Google has finally gone public with its private incognito mode for the Google Maps mobile app.
After announcing the feature at I/O in May and commencing testing a few weeks back, Google is now enabling every day users to keep their location data completely out of Google’s grasp.
In its current form, the Maps app adds location data to a Google Account, even if the user had turned off the Location History feature. However, with Incognito Mode turned on, that’ll no longer be the case.
In practical terms, that means the places you search for and the locations you visit, won’t be stored within your Google account and hence won’t be accessible to Google.

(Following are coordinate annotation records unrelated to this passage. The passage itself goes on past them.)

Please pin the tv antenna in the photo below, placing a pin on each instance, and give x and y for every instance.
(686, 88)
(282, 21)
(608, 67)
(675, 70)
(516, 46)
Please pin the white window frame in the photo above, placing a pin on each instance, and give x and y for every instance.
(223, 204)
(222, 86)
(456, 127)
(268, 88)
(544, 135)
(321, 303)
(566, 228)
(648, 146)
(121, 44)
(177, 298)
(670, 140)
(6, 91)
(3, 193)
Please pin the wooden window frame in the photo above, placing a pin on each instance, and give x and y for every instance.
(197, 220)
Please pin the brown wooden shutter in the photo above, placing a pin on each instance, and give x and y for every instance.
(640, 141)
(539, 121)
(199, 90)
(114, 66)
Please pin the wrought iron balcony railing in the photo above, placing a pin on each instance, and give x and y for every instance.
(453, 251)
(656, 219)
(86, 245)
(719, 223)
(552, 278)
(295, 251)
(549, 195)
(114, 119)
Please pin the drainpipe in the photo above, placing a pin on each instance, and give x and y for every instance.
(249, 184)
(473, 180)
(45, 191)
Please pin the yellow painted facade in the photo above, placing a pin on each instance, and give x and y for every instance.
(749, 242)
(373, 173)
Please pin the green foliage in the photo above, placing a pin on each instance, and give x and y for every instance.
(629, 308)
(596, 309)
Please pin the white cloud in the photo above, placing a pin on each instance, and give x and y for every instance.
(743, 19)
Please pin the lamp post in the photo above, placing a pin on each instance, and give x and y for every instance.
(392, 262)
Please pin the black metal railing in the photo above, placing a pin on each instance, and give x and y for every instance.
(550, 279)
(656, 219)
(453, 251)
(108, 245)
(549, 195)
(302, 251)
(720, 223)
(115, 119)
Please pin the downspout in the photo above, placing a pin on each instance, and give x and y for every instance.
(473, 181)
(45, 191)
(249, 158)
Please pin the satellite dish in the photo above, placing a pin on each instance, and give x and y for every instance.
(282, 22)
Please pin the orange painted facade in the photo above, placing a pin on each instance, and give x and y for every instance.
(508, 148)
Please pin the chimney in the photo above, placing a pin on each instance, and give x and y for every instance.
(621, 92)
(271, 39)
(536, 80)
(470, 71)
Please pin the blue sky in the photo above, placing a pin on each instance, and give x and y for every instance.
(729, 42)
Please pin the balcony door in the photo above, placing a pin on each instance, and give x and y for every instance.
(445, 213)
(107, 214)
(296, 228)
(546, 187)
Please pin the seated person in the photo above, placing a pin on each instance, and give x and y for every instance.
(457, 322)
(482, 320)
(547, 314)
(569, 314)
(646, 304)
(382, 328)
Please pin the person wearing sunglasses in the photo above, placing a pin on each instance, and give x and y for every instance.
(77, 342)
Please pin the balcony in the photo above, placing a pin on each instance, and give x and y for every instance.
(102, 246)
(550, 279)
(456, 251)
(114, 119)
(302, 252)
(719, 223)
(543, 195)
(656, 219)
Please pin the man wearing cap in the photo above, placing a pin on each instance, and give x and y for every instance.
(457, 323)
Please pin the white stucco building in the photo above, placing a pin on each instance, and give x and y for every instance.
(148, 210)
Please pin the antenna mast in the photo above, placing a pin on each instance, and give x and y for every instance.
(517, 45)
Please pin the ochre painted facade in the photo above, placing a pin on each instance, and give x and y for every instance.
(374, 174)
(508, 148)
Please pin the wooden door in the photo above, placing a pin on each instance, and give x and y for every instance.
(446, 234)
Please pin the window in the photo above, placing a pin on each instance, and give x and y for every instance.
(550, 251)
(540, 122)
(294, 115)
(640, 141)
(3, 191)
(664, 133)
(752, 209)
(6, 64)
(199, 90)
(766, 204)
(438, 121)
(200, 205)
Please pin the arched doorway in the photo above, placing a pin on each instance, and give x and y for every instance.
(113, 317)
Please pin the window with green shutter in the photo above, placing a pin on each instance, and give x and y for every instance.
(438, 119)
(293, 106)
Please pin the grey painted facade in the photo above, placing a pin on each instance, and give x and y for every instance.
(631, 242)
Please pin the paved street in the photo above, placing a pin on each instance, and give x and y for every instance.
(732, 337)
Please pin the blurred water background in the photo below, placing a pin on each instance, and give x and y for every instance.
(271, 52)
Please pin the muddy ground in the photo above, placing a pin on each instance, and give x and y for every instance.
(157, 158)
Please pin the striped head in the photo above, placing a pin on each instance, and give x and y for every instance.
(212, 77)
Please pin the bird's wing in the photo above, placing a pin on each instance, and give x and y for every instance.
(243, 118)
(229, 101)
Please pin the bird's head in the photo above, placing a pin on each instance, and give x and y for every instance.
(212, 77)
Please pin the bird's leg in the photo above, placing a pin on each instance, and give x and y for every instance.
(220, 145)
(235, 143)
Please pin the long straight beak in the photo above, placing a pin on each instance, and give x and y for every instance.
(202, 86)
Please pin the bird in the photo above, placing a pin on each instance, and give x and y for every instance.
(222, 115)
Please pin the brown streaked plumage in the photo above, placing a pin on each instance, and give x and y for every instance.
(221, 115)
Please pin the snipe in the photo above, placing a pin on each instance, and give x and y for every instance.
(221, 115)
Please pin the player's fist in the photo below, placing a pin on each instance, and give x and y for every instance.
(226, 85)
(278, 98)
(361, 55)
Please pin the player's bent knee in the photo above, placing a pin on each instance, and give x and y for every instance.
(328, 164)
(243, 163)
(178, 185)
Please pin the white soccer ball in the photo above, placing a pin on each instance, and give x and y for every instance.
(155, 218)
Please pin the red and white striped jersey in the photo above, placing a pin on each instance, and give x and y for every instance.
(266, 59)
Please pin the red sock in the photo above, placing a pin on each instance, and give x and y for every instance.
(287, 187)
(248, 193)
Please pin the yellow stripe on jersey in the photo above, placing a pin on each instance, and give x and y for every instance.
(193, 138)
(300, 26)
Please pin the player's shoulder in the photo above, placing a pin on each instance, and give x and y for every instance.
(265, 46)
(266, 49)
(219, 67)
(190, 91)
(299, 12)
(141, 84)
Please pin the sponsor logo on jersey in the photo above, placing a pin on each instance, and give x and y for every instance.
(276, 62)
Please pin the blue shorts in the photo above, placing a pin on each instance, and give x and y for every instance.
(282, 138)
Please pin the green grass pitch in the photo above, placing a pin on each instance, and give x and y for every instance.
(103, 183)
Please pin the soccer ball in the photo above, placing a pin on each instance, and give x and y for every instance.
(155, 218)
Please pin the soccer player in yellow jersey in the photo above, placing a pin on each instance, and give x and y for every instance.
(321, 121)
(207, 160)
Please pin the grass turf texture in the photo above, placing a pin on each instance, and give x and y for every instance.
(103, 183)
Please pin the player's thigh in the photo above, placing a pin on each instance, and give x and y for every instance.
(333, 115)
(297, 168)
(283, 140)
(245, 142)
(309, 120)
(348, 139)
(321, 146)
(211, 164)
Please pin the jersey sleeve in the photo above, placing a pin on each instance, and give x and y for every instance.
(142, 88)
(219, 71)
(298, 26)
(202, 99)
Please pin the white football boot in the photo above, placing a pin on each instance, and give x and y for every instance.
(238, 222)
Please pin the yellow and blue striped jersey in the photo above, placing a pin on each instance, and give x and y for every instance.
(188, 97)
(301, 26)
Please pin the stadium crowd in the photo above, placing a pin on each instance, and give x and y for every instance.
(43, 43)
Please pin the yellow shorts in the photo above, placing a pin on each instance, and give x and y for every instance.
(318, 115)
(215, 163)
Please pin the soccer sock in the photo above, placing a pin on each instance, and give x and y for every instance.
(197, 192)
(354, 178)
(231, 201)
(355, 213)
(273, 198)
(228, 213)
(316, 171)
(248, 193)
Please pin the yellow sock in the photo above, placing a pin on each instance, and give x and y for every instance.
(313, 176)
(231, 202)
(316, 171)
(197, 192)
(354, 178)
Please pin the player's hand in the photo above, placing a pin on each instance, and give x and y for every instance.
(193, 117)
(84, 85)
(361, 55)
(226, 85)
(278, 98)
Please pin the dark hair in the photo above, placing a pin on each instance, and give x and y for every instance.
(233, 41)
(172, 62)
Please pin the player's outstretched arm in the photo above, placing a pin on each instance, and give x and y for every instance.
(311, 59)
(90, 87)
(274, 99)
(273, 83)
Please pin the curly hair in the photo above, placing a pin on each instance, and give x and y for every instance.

In a blog post on Wednesday, Google explained: “When you turn on Incognito mode in Maps, your Maps activity on that device, like the places you search for, won’t be saved to your Google Account and won’t be used to personalize your Maps experience. You can easily turn on Incognito mode by selecting it from the menu that appears when you tap your profile photo, and you can turn it off at any time to return to a personalized experience with restaurant recommendations, information about your commute, and other features tailored to you.”
The company says Incognito mode will start rolling out on Android this month, but iOS users are going to have to wait for a while.
Last August, the company was pilloried following an Associated Press report, which revealed services like Google Maps were still noting the user’s every move even if they turned off the Location History setting. The only difference turning off that setting made was users locations didn’t appear on the public Timeline setting, but the data itself was still being swept and stored by Google.
In response, the company began rolling out a feature that enabled users to automatically delete their location history every three- or 18-months, earlier this year. Now we’re getting some proper protection.